Durante o atendimento a um paciente com suspeita de dengue, é importante que o profissional de saúde esteja atento aos sinais de alarme. Entre esses sinais está:
- A)taquicardia;
Taquicardia pode aparecer em febre, dor, desidratação ou choque, mas não é o sinal de alarme clássico específico da dengue.
- B)pico hipertensivo;
Pico hipertensivo não é achado típico de dengue e não integra os sinais de alarme da doença.
- C)vômito eventual;
Vômito eventual é inespecífico; o sinal de alarme é o vômito persistente, não um episódio isolado.
- D)cianose de extremidades;
Cianose de extremidades sugere hipoperfusão grave e pode ocorrer em choque, mas não é o sinal de alarme clássico listado para dengue.
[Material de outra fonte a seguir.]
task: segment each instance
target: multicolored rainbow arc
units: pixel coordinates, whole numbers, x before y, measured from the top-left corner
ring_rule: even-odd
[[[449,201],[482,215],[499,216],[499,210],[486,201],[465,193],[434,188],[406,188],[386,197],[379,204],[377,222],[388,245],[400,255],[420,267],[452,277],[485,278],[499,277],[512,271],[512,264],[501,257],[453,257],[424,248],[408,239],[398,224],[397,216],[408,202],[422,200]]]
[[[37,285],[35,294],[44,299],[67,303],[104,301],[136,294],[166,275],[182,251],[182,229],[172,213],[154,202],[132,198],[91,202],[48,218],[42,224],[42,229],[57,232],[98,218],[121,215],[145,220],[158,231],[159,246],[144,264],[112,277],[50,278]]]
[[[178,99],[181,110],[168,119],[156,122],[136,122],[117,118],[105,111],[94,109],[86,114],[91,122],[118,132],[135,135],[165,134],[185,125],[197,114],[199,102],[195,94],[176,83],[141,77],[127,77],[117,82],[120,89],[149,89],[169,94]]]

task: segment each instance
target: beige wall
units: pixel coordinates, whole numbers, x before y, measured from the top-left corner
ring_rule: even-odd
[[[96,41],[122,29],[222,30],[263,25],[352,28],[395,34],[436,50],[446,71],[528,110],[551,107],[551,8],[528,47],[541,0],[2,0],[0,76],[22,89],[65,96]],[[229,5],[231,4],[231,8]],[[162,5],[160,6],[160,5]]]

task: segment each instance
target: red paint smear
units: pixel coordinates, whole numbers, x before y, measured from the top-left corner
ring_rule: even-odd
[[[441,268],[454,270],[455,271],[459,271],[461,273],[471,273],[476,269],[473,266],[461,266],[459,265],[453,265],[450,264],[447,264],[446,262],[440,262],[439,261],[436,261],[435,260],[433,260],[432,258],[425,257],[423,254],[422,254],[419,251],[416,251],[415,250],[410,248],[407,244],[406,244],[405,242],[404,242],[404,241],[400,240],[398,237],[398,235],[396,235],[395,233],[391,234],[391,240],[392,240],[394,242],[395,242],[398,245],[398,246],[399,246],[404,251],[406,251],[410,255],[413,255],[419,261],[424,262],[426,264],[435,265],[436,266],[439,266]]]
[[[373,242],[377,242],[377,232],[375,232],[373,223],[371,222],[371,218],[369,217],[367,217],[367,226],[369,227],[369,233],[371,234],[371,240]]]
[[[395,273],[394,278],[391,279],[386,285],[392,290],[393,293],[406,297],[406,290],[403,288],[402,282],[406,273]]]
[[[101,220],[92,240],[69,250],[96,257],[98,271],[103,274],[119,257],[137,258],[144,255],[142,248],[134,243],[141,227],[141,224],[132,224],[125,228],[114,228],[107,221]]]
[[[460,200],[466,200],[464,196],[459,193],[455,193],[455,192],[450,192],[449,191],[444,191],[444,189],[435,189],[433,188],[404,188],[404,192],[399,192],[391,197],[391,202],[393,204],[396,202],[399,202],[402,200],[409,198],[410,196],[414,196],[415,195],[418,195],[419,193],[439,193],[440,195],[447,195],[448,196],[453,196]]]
- E)dor abdominal intensa e contínua.
Dor abdominal intensa e contínua é sinal de alarme da dengue e sugere risco de agravamento, exigindo vigilância imediata.
Gabarito: E
Na dengue, nem todo sintoma grave é o mesmo tipo de alarme. O profissional precisa reconhecer os sinais que sugerem maior risco de evolução para formas graves, principalmente quando a fase crítica se aproxima e o paciente pode piorar rápido, às vezes com pouca aparência de gravidade no começo. Por isso, a avaliação clínica deve ser bem atenta e repetida, porque dengue não gosta de dar aviso muito elegante. Entre os sinais de alarme, um dos mais importantes é a dor abdominal intensa e contínua. Esse achado pode indicar extravasamento de plasma, comprometimento abdominal e maior risco de choque ou evolução para dengue grave. Em geral, ele vem acompanhado de outros alertas, como vômitos persistentes, sangramentos, sonolência, agitação, hepatomegalia e aumento do hematócrito com queda de plaquetas. Esse raciocínio está alinhado aos critérios clínicos usados pelo Ministério da Saúde e pela Organização Mundial da Saúde para identificação de sinais de alarme na dengue. Na prática, isso exige observação mais cuidadosa, hidratação adequada e encaminhamento conforme a gravidade. Ou seja, dor abdominal forte e que não passa não é detalhe: é sinal para acender a luz amarela, no mínimo. Por isso, o gabarito é a alternativa E. As demais opções trazem achados que podem ocorrer em doenças diversas ou em quadros de desidratação e choque, mas não correspondem ao sinal clássico de alarme cobrado pela questão.